Part of Series
Jason Kane thought things had been going so well with ex-wife Bernice Summerfield, until she went sleepwalking, stole Brax's shuttle (causing Jason grievous bodily harm in the process), and then abandoned her on-off lover to the mercy of a horde of mute and unfriendly aliens. Although Benny—waking to find herself marooned on a strange planet dressed only in her nightie, with strange voices in her head and a bunch of one-eyed monsters threatening to cut out her tongue—would probably argue that her day was even worse, thank you very much. But Benny does seem to have stumbled across the last resting place of a legendary civilisation, so it's not all bad. Well, assuming she and Jason can survive—intact—long enough to tell anyone about it... Plot
Author

Jacqueline Rayner is a best selling British author, best known for her work with the licensed fiction based on the long-running British science fiction television series Doctor Who.

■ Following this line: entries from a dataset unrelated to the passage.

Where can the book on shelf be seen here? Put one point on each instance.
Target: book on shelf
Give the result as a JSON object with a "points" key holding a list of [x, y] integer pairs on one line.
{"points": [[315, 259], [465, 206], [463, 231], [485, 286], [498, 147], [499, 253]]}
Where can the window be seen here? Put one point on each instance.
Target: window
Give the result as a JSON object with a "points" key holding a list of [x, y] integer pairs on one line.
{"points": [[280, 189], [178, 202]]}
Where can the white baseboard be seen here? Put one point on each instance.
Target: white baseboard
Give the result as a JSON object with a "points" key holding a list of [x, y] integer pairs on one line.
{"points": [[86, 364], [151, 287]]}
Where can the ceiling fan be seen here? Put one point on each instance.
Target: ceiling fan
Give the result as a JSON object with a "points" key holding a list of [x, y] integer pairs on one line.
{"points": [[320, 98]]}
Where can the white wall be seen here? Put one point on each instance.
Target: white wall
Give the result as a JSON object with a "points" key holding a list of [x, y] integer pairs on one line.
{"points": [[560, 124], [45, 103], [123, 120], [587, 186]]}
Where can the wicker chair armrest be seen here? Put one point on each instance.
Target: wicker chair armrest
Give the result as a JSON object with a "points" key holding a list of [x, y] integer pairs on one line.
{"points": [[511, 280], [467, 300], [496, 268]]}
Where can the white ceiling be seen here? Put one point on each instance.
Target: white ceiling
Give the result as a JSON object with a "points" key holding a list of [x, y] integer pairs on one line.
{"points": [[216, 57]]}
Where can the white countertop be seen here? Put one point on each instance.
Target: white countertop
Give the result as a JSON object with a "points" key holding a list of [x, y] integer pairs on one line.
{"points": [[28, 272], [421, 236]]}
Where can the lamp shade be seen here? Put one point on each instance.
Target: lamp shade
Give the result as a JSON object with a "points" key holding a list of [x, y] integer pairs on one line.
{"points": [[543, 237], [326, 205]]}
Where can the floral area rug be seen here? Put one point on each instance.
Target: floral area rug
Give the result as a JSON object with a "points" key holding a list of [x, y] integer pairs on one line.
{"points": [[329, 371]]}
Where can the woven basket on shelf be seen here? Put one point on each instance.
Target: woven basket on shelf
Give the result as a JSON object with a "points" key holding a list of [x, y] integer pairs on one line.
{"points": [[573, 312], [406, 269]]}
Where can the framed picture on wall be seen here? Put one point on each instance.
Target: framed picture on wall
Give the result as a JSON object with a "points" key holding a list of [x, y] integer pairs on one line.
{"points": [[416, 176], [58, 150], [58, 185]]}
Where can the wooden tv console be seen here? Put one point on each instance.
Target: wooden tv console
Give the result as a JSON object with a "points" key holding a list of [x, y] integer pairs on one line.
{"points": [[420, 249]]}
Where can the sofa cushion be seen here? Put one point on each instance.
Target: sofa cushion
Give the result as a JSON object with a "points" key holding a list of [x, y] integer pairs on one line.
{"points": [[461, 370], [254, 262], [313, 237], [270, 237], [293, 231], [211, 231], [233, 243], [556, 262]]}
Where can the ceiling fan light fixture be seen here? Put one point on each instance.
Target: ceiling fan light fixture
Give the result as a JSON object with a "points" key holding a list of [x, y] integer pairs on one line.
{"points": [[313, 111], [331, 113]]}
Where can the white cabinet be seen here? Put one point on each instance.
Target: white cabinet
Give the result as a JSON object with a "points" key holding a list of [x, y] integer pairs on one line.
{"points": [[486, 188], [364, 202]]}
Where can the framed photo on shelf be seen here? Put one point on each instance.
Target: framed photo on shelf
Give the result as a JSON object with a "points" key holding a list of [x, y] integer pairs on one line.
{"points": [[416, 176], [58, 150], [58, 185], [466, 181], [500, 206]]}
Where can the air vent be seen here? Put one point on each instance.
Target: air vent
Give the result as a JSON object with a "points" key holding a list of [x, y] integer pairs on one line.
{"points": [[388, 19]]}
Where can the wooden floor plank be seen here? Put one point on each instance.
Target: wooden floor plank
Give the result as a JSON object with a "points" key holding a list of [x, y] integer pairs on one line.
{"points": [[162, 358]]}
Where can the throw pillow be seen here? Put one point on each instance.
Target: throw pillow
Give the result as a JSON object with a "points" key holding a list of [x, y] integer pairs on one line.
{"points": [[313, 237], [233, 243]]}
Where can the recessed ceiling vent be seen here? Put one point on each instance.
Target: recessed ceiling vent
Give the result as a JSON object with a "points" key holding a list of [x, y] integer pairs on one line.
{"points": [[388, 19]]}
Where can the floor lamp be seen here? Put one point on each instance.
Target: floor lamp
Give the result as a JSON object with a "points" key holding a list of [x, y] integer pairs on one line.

Her first professional writing credit came when she adapted Paul Cornell's Virgin New Adventure novel Oh No It Isn't! for the audio format, the first release by Big Finish. (The novel featured the character of Bernice Summerfield and was part of a spin-off series from Doctor Who.) She went on to do five of the six Bernice Summerfield audio adaptations and further work for Big Finish before going to work for BBC Books on their Doctor Who lines. Her first novels came in 2001, with the Eighth Doctor Adventures novel EarthWorld for BBC Books and the Bernice Summerfield novel The Squire's Crystal for Big Finish. Rayner has written several other Doctor Who spin-offs and was also for a period the executive producer for the BBC on the Big Finish range of Doctor Who audio dramas. She has also contributed to the audio range as a writer. In all, her Doctor Who and related work (Bernice Summerfield stories), consists of five novels, a number of short stories and four original audio plays. Rayner has edited several anthologies of Doctor Who short stories, mainly for Big Finish, and done work for Doctor Who Magazine. Beyond Doctor Who, her work includes the children's television tie-in book Horses Like Blaze. With the start of the new television series of Doctor Who in 2005 and a shift in the BBC's Doctor Who related book output, Rayner has become, along with Justin Richards and Stephen Cole, one of the regular authors of the BBC's New Series Adventures. She has also abridged several of the books to be made into audiobooks. She was also a member of Doctor Who Magazine's original Time Team.